The Transitional National Council's information minister, Mahmoud Shammam was blunt, telling the people of Tripoli, "Don't expect a miracle."
Shammam says the TNC is working on distributing fuel and water and that a system is in place for supplying hospitals with medicine and other basic needs. But he says the conditions they are working under are tough.
”We [have had] just a few days of liberation in Tripoli," said Shammam. "Tripoli was under the tight control of a dictatorship for 42 years. You understand that we are lacking a lot of institutions. We are lacking a lot of civil societies. So we are starting almost from zero point in this situation.”
For residents of the capital, who awoke Saturday to the sounds of roosters and occasional gunfire, the struggle to find the basics of life is proving daunting.
A middle-aged man in the center of Tripoli blamed long-time leader Moammar Gadhafi for the lack of water, accusing his forces of sabotaging pumps. The man explains that some people have wells, and that they're sharing water with others.
Like many in Tripoli, he's willing to put up with the hardships if it means Gadhafi is gone.
Gone, perhaps, but to where is the question. Rebel forces continued to advance on the besieged leader's hometown of Sirte. The opposition says it hopes to gain control of the city within days.
In Tripoli, rebels opened to the public Saturday residences used by the self-described “Brother-Leader” and other Gadhafi family members. Libyans saw that relatives of the man who traveled the world in a tent enjoyed indoor swimming pools and luxurious baths at home.
The sight was a reminder for those sympathetic to the rebel cause what their fight was about - a man completely at odds with his people - even as the TNC has to establish a new civil and administrative order.
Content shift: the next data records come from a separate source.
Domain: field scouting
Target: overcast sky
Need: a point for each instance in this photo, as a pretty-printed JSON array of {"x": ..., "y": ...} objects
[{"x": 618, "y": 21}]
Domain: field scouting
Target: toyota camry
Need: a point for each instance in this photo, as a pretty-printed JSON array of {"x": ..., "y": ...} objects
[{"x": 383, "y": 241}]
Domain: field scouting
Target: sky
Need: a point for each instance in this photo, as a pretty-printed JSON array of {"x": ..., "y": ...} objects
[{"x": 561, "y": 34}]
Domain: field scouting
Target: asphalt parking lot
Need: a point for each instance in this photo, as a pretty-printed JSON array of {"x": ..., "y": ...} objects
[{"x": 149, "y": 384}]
But the rapid denouement of six months of conflict have raised questions about the council's ability to unite the nation's various regional, tribal and religious factions. Tripoli-based political analyst Peter Cole says those fault lines are less important right now than the issue of competence.
”It’s actually going to be about who can get the show up and running," he said. "And if something goes wrong, then you’re going to see factions and divisions and arguments, and then these are going to be retrospectively labeled as such.”
To be successful, Cole adds, the rebels must keep the sense of unity that brought their revolution this far, and turn it into basic administration skills and a functional bureaucracy.